Cam's Grocery, when it opens (cross fingers!), will offer fresh, locally grown produce, seasonal veggies and fruit, hormone-free, free range meats, USDA-certified organic products, herbal remedies, chemical-free cosmetics and even sustainable cleaning supplies. The grocery store will also feature a café, educational classes and events, and home grocery delivery.
As far as Archer Market is concerned, the store's public relations firm, Engine Room Creative (another Ewing venture), did not respond to requests for comment. Though we're not clear on how the market will proceed, the store did not open its doors in October as planned.
When Archer Market gets off the ground, the shop is set to offer fresh local produce, a deli, full-service catering, a hot food line with chef-prepared foods, a fresh gourmet salad bar, a breakfast cereal and oatmeal station plus a coffee shop in a mezzanine area where shoppers can sit, eat or hang out just a half-block from ONEOK Field.

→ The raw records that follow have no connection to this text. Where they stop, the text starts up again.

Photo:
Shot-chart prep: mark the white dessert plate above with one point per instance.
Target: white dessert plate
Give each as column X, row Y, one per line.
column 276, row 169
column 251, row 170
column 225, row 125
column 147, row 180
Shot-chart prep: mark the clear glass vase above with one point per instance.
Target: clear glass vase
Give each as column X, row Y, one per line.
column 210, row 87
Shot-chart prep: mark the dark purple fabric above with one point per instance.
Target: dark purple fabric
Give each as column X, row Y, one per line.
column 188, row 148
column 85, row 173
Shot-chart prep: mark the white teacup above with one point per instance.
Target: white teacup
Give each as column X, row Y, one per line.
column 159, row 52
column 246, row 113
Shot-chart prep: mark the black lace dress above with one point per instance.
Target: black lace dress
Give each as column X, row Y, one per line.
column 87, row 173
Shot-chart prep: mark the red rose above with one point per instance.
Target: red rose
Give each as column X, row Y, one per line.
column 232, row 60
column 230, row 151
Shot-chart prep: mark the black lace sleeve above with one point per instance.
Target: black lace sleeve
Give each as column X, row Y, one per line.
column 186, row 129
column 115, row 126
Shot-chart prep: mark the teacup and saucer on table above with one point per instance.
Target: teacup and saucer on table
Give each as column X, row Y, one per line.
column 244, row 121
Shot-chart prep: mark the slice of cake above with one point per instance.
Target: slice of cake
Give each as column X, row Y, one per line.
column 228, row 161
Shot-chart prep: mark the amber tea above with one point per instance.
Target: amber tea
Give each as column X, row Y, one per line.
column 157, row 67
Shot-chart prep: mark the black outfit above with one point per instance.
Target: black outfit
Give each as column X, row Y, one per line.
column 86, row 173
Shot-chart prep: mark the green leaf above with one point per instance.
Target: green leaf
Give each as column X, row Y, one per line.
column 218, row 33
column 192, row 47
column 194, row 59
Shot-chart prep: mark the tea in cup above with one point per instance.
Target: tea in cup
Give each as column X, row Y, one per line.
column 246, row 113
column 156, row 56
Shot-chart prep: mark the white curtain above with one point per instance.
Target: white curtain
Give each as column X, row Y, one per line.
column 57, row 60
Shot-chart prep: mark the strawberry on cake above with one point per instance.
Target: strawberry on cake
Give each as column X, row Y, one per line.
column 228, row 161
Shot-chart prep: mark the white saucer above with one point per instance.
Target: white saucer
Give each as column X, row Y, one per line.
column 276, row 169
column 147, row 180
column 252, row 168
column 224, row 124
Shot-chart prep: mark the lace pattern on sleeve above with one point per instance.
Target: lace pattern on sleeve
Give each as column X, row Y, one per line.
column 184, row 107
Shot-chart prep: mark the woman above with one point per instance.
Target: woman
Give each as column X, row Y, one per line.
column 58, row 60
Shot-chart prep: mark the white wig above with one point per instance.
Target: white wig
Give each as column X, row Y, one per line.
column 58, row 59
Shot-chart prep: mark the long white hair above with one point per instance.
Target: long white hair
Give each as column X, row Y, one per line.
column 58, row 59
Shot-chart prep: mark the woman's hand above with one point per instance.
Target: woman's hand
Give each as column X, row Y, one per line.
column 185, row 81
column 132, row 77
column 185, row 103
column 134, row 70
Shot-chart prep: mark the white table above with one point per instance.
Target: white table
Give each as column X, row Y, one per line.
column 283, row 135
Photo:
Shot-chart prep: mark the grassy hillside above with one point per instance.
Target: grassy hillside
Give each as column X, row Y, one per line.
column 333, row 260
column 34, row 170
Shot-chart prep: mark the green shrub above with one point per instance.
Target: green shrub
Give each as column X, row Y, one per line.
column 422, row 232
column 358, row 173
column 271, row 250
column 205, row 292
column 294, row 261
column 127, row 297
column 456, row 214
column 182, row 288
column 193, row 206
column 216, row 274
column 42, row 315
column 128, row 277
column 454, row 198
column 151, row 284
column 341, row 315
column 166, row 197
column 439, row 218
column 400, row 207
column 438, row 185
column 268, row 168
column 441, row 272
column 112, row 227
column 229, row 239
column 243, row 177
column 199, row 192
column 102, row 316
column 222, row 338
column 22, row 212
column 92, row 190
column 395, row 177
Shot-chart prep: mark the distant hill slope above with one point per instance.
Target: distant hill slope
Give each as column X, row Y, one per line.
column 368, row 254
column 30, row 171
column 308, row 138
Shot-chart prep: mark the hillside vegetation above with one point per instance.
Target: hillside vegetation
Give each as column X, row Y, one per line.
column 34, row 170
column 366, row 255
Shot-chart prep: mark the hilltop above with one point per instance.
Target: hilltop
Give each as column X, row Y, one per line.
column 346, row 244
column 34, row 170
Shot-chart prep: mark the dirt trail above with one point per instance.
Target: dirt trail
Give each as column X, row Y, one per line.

Forward movement on strong wine and beer petition. Right now is a critical time for the Oklahomans for Modern Laws movement. The grassroots group should be hearing from the Oklahoma Secretary of State any day now. Attorneys are reviewing the language of the petition put together by Brian Howe and a few others.
Howe said he and his group have been working on getting the petition circulated since 2004. "We've had a lot of ups and downs, hit a couple of dead ends," Howe said. "But we kept pursuing it.
"When you're changing a multi-million dollar industry, there are a lot of people who have a lot of investment in it staying the status quo," Howe said.
The group will find out soon whether or not their petition language is considered constitutional. After that hurdle is cleared, the petition will be ready for signatures. Tune in next week to find out the latest news on strong wine and beer legislation.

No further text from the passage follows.